It’s a federal crime to kill a U.S. citizen abroad, said Barbara McQuade, a University of Michigan law professor and former U.S. attorney in Detroit.

“The United States government is a different sovereign than the government of Indonesia,” she explained.

The U.S. must believe “there is some substantial federal interest that was not vindicated by the prior case,” McQuade said. “I don’t know what all the reasons are. But this appears to be a very premeditated plot. This could be the kind of thing where they say: ‘Seven years? That is just not enough.’”

The 2017 grand jury indictment publicly revealed this week in Chicago was sealed while Mack and Tommy Schaefer were imprisoned overseas.

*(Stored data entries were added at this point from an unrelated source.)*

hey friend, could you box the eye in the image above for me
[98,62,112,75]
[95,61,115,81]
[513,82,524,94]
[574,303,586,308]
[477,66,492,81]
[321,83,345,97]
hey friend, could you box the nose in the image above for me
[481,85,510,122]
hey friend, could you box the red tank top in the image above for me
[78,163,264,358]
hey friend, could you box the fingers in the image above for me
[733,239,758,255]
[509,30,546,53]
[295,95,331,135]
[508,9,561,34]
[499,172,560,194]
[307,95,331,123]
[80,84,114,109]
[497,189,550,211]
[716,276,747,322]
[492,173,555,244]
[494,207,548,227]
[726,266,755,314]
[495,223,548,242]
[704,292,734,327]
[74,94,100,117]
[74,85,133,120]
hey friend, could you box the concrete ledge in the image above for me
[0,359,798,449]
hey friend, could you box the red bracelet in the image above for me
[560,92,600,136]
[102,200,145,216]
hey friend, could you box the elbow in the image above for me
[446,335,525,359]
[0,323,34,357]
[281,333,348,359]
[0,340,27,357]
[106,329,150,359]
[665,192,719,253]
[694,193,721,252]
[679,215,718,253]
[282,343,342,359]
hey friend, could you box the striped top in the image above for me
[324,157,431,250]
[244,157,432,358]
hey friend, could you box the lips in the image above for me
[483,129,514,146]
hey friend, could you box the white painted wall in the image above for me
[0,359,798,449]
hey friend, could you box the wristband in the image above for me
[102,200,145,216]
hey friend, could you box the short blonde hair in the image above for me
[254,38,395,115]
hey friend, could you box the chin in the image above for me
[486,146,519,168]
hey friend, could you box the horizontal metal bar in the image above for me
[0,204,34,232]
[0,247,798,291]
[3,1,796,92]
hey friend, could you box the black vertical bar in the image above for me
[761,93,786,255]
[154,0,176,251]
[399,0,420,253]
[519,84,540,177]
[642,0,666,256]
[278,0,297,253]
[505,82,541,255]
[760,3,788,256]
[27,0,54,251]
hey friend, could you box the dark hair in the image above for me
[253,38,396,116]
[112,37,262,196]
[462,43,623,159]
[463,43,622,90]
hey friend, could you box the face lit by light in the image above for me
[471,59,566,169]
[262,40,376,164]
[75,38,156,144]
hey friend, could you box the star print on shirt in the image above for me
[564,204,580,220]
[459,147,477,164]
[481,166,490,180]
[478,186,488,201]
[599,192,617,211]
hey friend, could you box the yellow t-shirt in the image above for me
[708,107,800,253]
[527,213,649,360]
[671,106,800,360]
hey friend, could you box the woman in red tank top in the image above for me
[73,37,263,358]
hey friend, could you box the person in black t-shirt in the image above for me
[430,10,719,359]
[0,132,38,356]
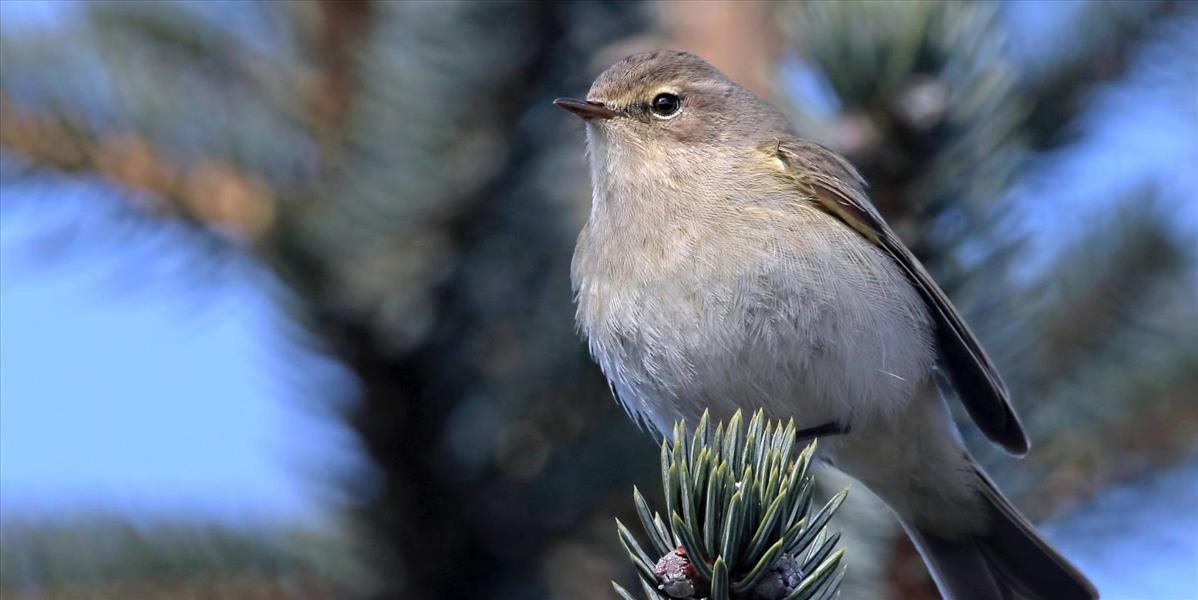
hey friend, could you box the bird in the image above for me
[555,50,1097,600]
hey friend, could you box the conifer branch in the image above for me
[614,410,847,600]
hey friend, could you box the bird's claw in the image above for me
[795,421,850,440]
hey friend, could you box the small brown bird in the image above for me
[557,51,1096,600]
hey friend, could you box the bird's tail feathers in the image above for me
[900,465,1097,600]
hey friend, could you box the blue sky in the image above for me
[0,184,357,524]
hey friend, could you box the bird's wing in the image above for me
[767,138,1029,455]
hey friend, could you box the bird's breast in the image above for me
[573,203,936,436]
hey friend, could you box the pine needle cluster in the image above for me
[614,410,847,600]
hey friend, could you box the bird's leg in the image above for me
[794,421,851,441]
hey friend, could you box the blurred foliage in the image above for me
[1,0,1195,598]
[0,516,363,599]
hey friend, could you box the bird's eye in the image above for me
[650,93,682,118]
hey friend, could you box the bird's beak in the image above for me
[554,98,617,120]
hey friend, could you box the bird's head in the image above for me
[555,50,791,157]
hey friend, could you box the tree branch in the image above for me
[0,95,275,241]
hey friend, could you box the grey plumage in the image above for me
[904,465,1096,600]
[559,50,1096,599]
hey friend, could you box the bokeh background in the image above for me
[1,1,1196,598]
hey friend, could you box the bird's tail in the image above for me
[899,464,1098,600]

The U.S. Justice Department has always had discretion to dismiss the case or stick with it.

“If the new administration had wanted to put the brakes on it, they certainly could have done that,” McQuade said Thursday.

Mack and Schaefer plotted to kill Von Wiese-Mack before they traveled to Indonesia in August 2014, according to the indictment.

In 2017, a cousin of Schaefer was sentenced to nine years in federal prison for advising the couple on how to kill Mack's mother. Their motive apparently was to inherit money from Von Wiese-Mack, who was the widow of jazz and classical composer James L. Mack.

Mack's attorney, Brian Claypool, said U.S. authorities simply want to “pound her into the cement some more” with the new case. Schaefer is also charged in the U.S. though he's still in prison in Indonesia.

“They already had their one bite at the apple. ... We’re going to fight this to the end,” Claypool said.

McQuade predicted that a double jeopardy claim will be a losing argument. She noted the 1993 trial of two Los Angeles police officers who were convicted of federal civil rights violations in the beating of Black motorist Rodney King. It came a year after the officers were cleared of state crimes arising from the same attack.

In Minneapolis, former police officer Derek Chauvin is facing federal civil rights charges in the 2020 death of George Floyd, while already serving a 22 1/2-year state prison sentence for Floyd’s murder.

In Mack's case, McQuade said it's possible that a judge might give her some credit for time spent in prison overseas if she's convicted in Chicago.

“Maybe a judge is very sympathetic and says, 'She's guilty but I'm not giving her any more time, seven years is enough.' ... Seven years strikes me as quite lenient for a carefully plotted murder of a U.S. citizen,” McQuade said.